The apartments are all freshly restored, tastefully furnished, in a modern language that leaves significant traces of the typical Venetian style: an original and authentic accommodation. Large and spacious, can accommodate a minimum of 2 people, for young couples, up to a maximum of 8 for those located on the same landing, for larger families.

Beyond the Carnival there is so much to experience in this magical city.

1. St Mark’s Basilica: A stunning Roman Catholic church located on Piazza San Marco, St Mark’s Basilica is a must-visit for anyone looking to explore the history and sights of Venice. This beautiful church offers tours during the day and evening, and it’s a great place for tourists to sit and admire the grandeur of the city below.

2. Doge’s Palace: Another grand attraction in Venice, the Doge’s Palace is a grand palace with a rich history. Within the palace, tourists can explore the museums and state apartments of Venice’s former residents, as well as seeing some of the impressive artwork on display.

3. Grand Canal: The Grand Canal offers a once-in-a-lifetime opportunity to experience the city from the water. Tourists can take a boat tour and explore some of the city’s main attractions, or stop for a gondola ride for a true Venetian experience.

4. Rialto Bridge: This iconic bridge stretches across the Grand Canal and is one of the most photographed places in Venice. Stop by to admire the beautiful architecture, or simply to take in the amazing views of the canal below.

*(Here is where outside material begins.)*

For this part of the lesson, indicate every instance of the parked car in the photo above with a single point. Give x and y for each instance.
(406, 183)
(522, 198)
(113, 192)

5. Guggenheim Museum: The Guggenheim Museum is perfect for any art lover who is looking to explore Venice’s art history. Located on the Grand Canal, the museum houses pieces from some of the most renowned artists in the world, including Picasso, Pollock, and Warhol. 6. St. Mark’s Square: This iconic square plays host to a range of activities, from concerts to markets, and it is well worth a visit for tourists hoping to get an authentic taste of Venetian life. As well as visiting the numerous eateries and cafes located near the square, visitors can also take in the majestic buildings that flank it.

7. Lido di Venezia: Head to the picturesque island of the Lido for some much-needed relaxation. Tourists can dip their toes in the crystal clear waters, or take part in some of the various activities and attractions on offer. For more information about sites, hotels, restaurants and night clubs in Venice, visit the following website: For tips specifically for tourists, visit the official website of the Venice Tourist Board. The following are some of the top hotels in Venice with their contact phone numbers: • Belmond Hotel Cipriani: +39 041 5207744 • Hotel Aquae Oasi: +39 041 2411063 • The Gritti Palace: +39 041 794611 • The Westin Europa & Regina: +39 041 792911 • Bauer Il Palazzo: +39 041 5207022 • Sina Centurion Palace: +39 041 34191 • Hotel Saturnia: +39 041 5241341 • Hotel Canal Grande: +39 041 5244891 • Ca’ Pisani Hotel: +39 041 2411014 Some of the top restaurants in Venice with their contact phone numbers: • Osteria da Fiore: +39 041 5223888 • Trattoria da Remigio: +39 041 5236899 • Da Ivo: +39 041 5200640 • Cantinone Già Schiavi: +39 041 5228141 • Antica Trattoria Da Gigio: +39 041 5226475 • Il Refolo: +39 041 721004 • La Colomba: +39 041 5235127 • Ai Due Soldi: +39 041 5236592 • La Zucca: +39 041 296 0793 Some of the top night clubs in Venice with their contact phone numbers: • Blu Marlin: +39 041 5230188 • Momentum Club: + 39 041 528 0991 • Moon Club: +39 041 5258179 • Skyline Club: +39 041 5204272 • Mirtillo Club: +39 041 2631085 • Caffè del Doge: +39 041 528 5419 • Free Banus: + 39 041 524 4843 • Arsenal: + 39 (0) 41 723506 Finally, here are some tips for tourists visiting Venice: • Wear comfortable shoes as you will be doing a lot of walking in and around Venice. • Make sure to have enough cash with you when you go out, as not all establishments will accept cards. • Take the time to try some of the delicious Venetian specialties such as risotto and tiramisu, or just a cold glass of prosecco. • Plan your itinerary in advance to make sure you make the most of your time in Venice. • Check the weather in advance as it can be quite hot during the summer months. • Take plenty of photographs to keep the memories of your trip alive.